Все это прекрасно, Гермотим, и мне мнится, что в садах, где мы гуляли, заключена част на чуда, преобразившего тебя. Помнишь ты Лестницу Нарцисса? Места, сами того не сознавая, действуют на наши грезы; там теперь полнее всего твои грезы очутятся возле самих себя.
Итак, возвращайся, брат мои, потому что в конце водной аллеи ты наймешь могилу Гертулии. Там она покоится. Там же и мы когда-нибудь обретем свой покой. В том месте, где были три статуи, воздвигнутся три могилы. Ее могила уже находится посредине. Над ней высится памятник из розового с черным мрамора; окрестность всегда безмолвна, так как я велел разрушить фонтаны; взамен них там посажены цветы, самые наивные и самые свежие; для нас вырастут другие, об этих же можно сказать, что заря поставила на них свою нагую ступню. Разве не была Гертулия зарею твоего истинного знания, весной твоей мудрости, обильное лето которой ты вкушаешь теперь? Ты познаешь, быть может, ее горькую осень; это – время года моей души, и как раз сейчас оно нисходит и на старые деревья сада.
Этот сад теперь принадлежит мне, я приобрел его весь и присоединил к моим садам. Мое уединение, как ты видишь, обширно, и мы там сможем, по крайней мере, ходить с открытым лицом, презрев – и ты и я – маски, которые надевают на себя человеческие существа, – мы, которые носим единственный лик, лик нашей судьбы.
ИСТОРИЯ ГЕРМАГОРА
Святому Юлиану Гостеприимцу
Долгое время был он Бедным Рыбаком, которого видели в Лимане, при устье реки, стоящим в неподвижной лодке.

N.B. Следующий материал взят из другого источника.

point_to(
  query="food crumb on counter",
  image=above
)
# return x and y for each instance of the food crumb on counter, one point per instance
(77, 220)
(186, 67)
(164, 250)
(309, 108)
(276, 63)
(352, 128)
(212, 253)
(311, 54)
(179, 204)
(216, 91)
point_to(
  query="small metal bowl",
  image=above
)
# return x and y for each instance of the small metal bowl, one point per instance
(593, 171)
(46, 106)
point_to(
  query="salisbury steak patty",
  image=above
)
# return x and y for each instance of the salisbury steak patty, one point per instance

Вода медленно течет вдоль обшивок, и так как она приходит очень издалека, из глубины лесных или плодоносных земель, она несет течением листья, соломинки, иногда цветок, травы, которые цепляются за лодку или кружатся в легком водовороте. Над бледным морем серое небо; песок берегов соединяется с дюнами взморья. Лодка еле заметно качается; страдающая и усталая, она стонет: жалоба ее суставов мешается со вздохами каната, и тощие руки поднимают пустую сеть.
Уже много дней и лет, как он очень часто вытаскивал сеть напрасно. Рыбы не попадались в нее, хотя рыбак терпеливо и внимательно сообразовался с ветром, с временем года, с приливом и очень заботился о том, чтобы тень его не выступала за края лодки, и ни разу он не увидал лица своего в воде.
Иногда, устав от бесполезного стояния, он греб в открытое море. Сильные волны тяжело баюкали его печаль; глубокая вода зеленела. С моря он видел песчаный берег лимана. Ветер свистел в снастях, и целыми днями рыбак упорно предавался своему труду.
Этим тяжелым и бесплодным дням он предпочитал скудость ничтожной добычи, мелкую рыбу пресных вод, тишину реки, ее ленивое колыхание, ее скользящий и однообразный бег, который уносил, один за другим, листья, соломинки, цветок.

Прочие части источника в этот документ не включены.